Caro Sartori, caro indrani io sono convinto che iniziative come l’appello Ora Basta sono essenziali per contrastare una visione politica non condivisibile anche perché non democratica, dato che viviamo in un paese con informazione in mano a pochi. E vero quello che dice Ciro in riferimento all informazione. Che altro si può fare? Ad esempio ciascuno all interno delle società scientifiche e universitarie può contrastare l appiattimento sulle posizioni anvur laddove mortificanti e penalizzanti di per se, oppure scegliere bene i rappresentanti cun quando si vota, oppure lottare x poter scegliere democraticamente e con trasparenza i GeV e i valutatori vqr, oppure se commissari asn applicare correttamente le norme, o anche negli atenei far capire che gli algoritmi per la programmazione del fabbisogno di docenti sono una bufala, oppure partecipare ai dibAttiti su roars o anche spiegare in aula agli studenti schemi di pensiero e modelli sociali diversi da quelli che gli vengono proposti dai media, e infine votare alle elezioni sapendo bene x chi e cosa si vota. Altre idee? Speriamo tante.

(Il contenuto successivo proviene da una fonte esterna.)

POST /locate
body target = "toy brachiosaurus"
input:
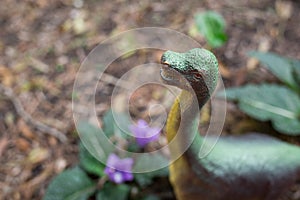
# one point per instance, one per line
(247, 167)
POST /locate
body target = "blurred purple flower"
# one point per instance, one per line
(143, 133)
(119, 170)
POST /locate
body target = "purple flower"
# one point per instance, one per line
(119, 170)
(143, 133)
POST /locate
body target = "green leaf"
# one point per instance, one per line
(146, 178)
(296, 73)
(72, 184)
(89, 163)
(212, 26)
(112, 191)
(269, 102)
(280, 66)
(116, 124)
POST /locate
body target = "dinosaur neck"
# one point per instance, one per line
(183, 121)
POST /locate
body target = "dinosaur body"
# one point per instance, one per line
(248, 167)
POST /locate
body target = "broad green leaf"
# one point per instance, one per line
(212, 26)
(72, 184)
(280, 66)
(112, 191)
(89, 163)
(116, 124)
(270, 102)
(296, 73)
(144, 179)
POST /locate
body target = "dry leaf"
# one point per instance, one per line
(25, 130)
(3, 145)
(6, 76)
(38, 155)
(22, 144)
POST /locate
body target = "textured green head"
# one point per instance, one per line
(198, 66)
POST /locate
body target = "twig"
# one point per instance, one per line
(27, 118)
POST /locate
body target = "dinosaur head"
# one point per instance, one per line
(195, 69)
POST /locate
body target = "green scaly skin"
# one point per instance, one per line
(252, 166)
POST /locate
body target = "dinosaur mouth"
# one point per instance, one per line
(169, 75)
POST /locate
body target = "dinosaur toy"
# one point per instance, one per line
(247, 167)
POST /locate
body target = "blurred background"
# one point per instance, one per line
(42, 44)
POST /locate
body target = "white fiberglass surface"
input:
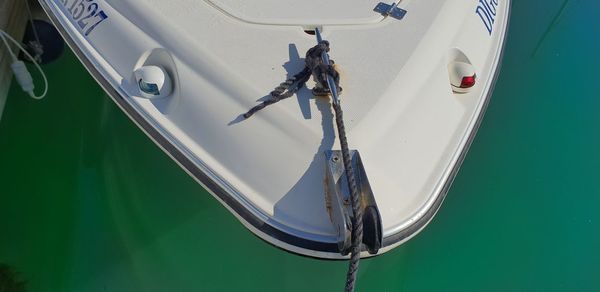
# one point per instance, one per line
(291, 12)
(400, 111)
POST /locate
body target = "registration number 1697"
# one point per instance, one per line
(87, 14)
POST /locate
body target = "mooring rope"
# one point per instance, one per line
(315, 66)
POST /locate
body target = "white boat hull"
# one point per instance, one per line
(401, 113)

Io sono d’accordo con le intenzioni dell’articolo di sartori, credo tuttavia che non bisogna correre il rischio di tranquillizzare chi legge confondendo il diritto di parola che in Italia non è negato a nessuno (e infatti Anche le subrette parlano di politica monetaria nei talk show) con la democrazia diretta che prevede l’esercizio del potere di decidere. Nel caos informativo lasciar parlare quAlcuno
non è democrazia, ma presa in giro. Ciò non significa che noi non si debba a volte anche gridare, ma proprio perché non dobbiamo dimenticare di non essere in una democrazia quale quella pensata dai padri costituenti che non conoscevano tv, internet,l euro, il lavoro precario e il capitalismo finanziario di oggi e che quindi non hanno previsto nella bella costituzione italiana come evitare che ci fosse un accentramento di potere e i conseguenti squilibri che ne potevano e che ne sono derivati. Saluti
Gent.le Santori,
complimenti per l’articolo. Potresti cortesemente suggerire dei riferimenti bibliografici sulla democrazia realistica?

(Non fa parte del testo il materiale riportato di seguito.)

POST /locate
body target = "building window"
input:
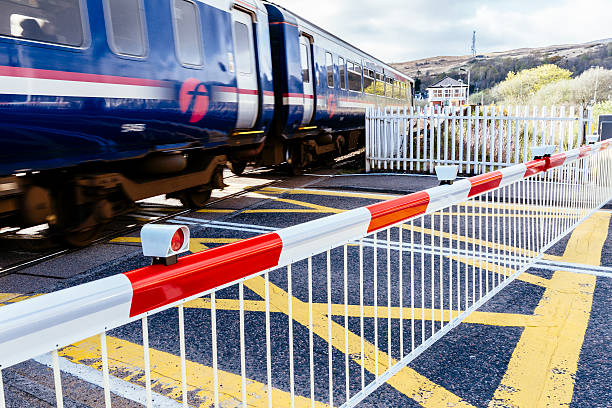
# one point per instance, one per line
(329, 61)
(44, 20)
(342, 72)
(354, 71)
(189, 35)
(125, 27)
(380, 84)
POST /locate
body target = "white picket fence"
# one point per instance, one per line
(477, 139)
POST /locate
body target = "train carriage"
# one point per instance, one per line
(105, 102)
(323, 87)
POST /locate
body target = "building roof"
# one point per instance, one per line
(448, 82)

Io ho letto Robert Dahl e sarei curioso di avere ulteriori riferimenti sul tema.
Grazie.
Gentile meccanico,
In questo senso un libro molto interessante di un autore contemporaneo è ‘Postdemocrazia’ di Colin Crouch, Bari-Roma, Laterza, 2009. Un altro autore contemporaneo è il giurista italiano Gustavo Zagrebelsky di cui è uscito un libro con Repubblica ‘Contro la dittatura del presente. Perché è necessario un discorso sui fini’, Gius. Laterza, Aquila, 2014. Poi se vuole un’idea generale di autori del passato (oltre a quelli che ho indicato) che hanno privilegiato l’approccio realista legga il manuale ‘Modelli di filosofia politica’ di Stefano Petrucciani, Torino, Einaudi editore, 2003. In particolare nel capitolo VI par.5.2, nel quale vengono indicati autori come Schumpeter,Sartori, Downs.
La ringrazio molto per la cortese risposta. Spero sia utile anche per altri lettori.